Münafığın kendini yüceltmek ve kendince Müslümanlardan daha üstün olduğunu vurgulamak için kesintisiz olarak uyguladığı eylemlerden biri de ‘ukalalık ve bilmişlik yapmak’ tır. Kendisini küfre beğendirebilmek için sürekli olarak bilgisini ve kültürünü artıran münafık, bu birikimini Müslümanlar arasında da bir sükse ve büyüklük unsuru olarak kullanmak ister. Oysaki Müslümanlar için ‘kimin daha bilgili olduğu değil; kimin daha dindar, kimin Allah’ı daha çok seven ve Kuran ahlakını daha titiz uygulayan olduğu’ önemlidir. Fakat büyüklük hırsı içindeki münafığın şuuru bu gerçeğe karşı kapalıdır. Müslümanlar arasında da, kendince onlara ‘ne kadar çok bilgiçlik taslarsa ve ne kadar çok bilgice onların üstüne çıkarsa, kendini o kadar üstün konuma getirebileceğini’ sanır.
Münafık bu ahlak bozukluğunu, özellikle de Peygamberlere, elçilere ya da Müslümanların manevi liderliğini üstlenmiş olan insanlara karşı uygular.Çünkü bu kimseler ‘Müslümanların değer verdikleri, manevi bir önder olarak gördükleri, akıllarına, imanlarına, vicdanlarına en çok güvendikleri’insanlardır. İşte münafık da, bu kimseleri kendince Müslümanlara ‘güçsüz ve bilgisiz göstermeye çalışarak’, onların bu kişilere olan saygı, güven ve bağlılıklarını kırmak ister. Oysaki Allah Peygamberlerini, elçilerini ve veli kullarını bilgi ve hikmet yönünden güçlendirmiş; onlara Kendi Katından ‘özel bir akıl ve anlayış’ vermiştir. Dolayısıyla da münafık ne kadar çabalarsa çabalasın, Allah’ın elçileri aleyhinde yürüttüğü faaliyetlerinde başarılı olması asla mümkün değildir. Ama münafık Allah’ın bu adetullahından gafil haldedir. Bu nedenle de elinden geldiğince aleyhteki bu çabalarını sürdürür.
Münafık genellikle Müslümanlardan uzak durmayı ve yalnız kalmayı tercih eder. Onların sohbet ve dostluk ortamlarına ise hiçbir zaman katılmak istemez.

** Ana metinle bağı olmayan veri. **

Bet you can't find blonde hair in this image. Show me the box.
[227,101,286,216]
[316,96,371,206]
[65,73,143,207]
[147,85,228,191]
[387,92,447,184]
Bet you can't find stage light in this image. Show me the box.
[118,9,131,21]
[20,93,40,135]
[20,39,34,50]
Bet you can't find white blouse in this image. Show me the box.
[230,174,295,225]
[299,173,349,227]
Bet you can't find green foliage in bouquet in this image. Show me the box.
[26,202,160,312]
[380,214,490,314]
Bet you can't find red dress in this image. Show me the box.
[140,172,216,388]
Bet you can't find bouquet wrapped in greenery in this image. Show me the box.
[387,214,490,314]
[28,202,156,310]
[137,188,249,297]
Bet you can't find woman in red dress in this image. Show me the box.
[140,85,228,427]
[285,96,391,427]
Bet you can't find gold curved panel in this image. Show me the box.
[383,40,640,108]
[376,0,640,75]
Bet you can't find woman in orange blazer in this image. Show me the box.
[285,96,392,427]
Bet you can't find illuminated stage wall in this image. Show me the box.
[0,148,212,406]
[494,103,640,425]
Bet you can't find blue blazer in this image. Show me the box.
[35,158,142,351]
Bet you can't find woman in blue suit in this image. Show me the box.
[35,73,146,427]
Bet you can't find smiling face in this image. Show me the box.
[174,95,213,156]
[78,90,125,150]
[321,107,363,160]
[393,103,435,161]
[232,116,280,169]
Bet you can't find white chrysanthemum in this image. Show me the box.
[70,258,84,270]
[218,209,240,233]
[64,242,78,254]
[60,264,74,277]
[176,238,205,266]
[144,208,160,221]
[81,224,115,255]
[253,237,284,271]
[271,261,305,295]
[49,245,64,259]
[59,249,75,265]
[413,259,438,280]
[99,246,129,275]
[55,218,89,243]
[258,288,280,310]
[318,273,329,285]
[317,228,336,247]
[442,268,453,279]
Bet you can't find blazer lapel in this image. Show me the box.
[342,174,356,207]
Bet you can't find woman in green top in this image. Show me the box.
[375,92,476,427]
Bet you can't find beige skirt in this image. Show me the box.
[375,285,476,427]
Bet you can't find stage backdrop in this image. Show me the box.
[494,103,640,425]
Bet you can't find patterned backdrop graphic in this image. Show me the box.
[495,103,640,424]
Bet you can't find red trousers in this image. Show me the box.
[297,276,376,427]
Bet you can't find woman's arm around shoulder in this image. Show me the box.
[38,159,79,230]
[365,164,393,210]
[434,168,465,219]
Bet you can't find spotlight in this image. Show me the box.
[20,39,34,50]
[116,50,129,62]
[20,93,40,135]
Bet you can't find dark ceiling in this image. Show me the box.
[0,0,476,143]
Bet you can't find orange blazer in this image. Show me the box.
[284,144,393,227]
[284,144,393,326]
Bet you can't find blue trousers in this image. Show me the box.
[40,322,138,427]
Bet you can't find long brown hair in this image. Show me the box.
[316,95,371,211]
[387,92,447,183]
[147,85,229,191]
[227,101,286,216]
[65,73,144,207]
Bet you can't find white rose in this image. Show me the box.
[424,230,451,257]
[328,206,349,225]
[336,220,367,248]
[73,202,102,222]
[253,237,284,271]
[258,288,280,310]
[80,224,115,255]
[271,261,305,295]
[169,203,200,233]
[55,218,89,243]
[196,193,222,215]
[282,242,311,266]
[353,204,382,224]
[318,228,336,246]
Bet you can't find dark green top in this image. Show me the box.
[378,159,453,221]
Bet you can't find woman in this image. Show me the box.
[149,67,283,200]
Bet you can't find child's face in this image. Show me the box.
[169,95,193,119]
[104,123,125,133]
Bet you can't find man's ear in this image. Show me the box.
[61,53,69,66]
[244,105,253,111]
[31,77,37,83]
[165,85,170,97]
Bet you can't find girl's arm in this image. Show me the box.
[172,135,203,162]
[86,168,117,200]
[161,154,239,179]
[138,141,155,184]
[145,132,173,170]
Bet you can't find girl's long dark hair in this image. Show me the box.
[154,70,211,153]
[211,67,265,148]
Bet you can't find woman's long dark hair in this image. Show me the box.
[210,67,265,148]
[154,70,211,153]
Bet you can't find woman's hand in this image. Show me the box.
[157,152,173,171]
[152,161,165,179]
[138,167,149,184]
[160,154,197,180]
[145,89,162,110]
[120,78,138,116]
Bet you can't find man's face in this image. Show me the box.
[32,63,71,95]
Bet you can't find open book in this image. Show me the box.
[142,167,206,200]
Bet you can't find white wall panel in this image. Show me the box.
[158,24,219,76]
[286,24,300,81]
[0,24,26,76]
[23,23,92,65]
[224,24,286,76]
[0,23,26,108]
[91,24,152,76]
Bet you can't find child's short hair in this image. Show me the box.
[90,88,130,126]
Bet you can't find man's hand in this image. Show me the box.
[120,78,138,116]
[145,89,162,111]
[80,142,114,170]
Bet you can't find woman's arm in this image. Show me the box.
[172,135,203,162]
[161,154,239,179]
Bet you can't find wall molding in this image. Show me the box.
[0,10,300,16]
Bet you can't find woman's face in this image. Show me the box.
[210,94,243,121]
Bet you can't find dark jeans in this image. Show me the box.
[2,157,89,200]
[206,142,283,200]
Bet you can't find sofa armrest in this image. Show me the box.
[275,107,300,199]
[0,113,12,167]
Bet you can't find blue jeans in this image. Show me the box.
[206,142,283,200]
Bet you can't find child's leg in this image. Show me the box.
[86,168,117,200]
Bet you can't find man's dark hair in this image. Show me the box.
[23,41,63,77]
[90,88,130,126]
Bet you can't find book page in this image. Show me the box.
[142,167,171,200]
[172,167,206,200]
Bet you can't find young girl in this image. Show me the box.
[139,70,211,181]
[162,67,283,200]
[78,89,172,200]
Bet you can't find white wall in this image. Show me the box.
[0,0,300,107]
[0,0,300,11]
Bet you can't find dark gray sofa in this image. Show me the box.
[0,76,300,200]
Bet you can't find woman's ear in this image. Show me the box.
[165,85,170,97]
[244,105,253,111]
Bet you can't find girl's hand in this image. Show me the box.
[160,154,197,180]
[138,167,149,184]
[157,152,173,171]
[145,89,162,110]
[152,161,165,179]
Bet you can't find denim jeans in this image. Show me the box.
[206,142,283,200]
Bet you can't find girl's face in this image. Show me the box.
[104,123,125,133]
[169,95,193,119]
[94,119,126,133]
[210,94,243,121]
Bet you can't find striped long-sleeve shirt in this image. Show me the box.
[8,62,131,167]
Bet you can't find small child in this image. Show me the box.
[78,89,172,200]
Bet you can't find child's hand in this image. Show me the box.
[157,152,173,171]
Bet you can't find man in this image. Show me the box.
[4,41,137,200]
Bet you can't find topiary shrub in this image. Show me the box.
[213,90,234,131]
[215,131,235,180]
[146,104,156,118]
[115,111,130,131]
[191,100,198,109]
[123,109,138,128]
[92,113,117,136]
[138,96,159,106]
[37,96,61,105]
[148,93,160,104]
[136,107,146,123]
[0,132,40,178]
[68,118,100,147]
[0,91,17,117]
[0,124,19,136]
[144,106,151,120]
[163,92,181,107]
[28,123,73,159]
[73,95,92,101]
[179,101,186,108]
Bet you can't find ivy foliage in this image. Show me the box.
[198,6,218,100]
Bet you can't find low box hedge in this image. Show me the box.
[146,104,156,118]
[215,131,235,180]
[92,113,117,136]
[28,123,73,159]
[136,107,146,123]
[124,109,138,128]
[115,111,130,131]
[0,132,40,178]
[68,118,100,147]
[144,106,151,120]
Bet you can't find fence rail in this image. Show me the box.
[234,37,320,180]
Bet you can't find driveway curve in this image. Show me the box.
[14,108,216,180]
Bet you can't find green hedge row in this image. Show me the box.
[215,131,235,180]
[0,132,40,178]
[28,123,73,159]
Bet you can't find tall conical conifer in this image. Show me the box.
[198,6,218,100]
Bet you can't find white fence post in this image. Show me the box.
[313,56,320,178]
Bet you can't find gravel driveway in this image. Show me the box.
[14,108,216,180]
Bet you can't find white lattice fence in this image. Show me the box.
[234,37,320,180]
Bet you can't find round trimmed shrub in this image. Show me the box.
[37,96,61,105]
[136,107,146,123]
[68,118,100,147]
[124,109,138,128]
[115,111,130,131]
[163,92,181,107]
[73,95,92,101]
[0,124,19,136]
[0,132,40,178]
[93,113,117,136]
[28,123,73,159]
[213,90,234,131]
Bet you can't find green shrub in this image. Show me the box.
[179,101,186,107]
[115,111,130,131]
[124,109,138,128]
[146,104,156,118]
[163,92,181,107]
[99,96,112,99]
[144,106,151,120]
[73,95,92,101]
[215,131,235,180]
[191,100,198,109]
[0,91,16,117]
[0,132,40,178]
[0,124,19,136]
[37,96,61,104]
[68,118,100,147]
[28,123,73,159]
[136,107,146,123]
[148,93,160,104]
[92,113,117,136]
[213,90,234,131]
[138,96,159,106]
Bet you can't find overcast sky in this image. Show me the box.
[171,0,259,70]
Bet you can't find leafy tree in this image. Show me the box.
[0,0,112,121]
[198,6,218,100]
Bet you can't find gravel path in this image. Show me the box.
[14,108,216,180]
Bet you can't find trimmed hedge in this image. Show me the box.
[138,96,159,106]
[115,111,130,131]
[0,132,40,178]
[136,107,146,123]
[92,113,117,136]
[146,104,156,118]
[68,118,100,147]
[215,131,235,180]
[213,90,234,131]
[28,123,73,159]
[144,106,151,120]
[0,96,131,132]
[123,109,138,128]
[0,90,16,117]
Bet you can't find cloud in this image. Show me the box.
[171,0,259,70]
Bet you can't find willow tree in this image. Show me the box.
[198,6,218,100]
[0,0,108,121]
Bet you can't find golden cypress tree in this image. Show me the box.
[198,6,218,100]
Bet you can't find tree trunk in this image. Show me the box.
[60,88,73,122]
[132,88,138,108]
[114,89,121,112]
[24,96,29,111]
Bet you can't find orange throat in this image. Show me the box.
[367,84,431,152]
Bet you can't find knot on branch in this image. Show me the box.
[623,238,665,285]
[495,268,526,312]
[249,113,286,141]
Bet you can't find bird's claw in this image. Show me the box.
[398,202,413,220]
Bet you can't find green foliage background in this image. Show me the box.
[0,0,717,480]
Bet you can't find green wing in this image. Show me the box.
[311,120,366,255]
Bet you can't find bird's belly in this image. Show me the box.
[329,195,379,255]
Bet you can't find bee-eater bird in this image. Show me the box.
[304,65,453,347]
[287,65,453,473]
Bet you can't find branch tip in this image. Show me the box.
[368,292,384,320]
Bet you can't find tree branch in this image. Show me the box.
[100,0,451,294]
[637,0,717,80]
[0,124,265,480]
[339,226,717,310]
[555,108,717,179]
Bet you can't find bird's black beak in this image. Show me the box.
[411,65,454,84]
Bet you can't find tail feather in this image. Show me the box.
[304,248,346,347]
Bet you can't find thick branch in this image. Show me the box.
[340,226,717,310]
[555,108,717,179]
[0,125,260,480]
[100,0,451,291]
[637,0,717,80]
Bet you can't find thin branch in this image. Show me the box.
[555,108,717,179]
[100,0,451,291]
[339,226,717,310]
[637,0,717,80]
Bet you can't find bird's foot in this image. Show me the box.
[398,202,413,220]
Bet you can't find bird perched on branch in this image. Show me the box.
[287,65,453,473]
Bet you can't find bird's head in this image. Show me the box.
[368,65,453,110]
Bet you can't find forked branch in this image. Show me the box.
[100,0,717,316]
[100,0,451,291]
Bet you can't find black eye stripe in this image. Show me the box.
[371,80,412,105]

Ama bir yandan da, bir şekilde ‘bilgisini onlara gösterip, onlara karşı büyüklük taslamak, onlardan üstün olduğunu vurgulamak’ ister. Bu amaçla yanlarına gittiğinde de mutlaka hemen her cümlesinde bir ‘ukalalık ve bilmişlik’ yapar ve onlara ‘bilgiçlik taslamaya’ çalışır.
Dikkat çekici olan ise, bildikleri konuların neredeyse tamamının son derece gereksiz detaylardan oluşmasıdır. Sadece bunları bildiği için insanlardan daha üstün konuma geleceğini sanması ise, işte münafığın ‘ne kadar akılsız olduğunu’ açıkça ortaya koyar.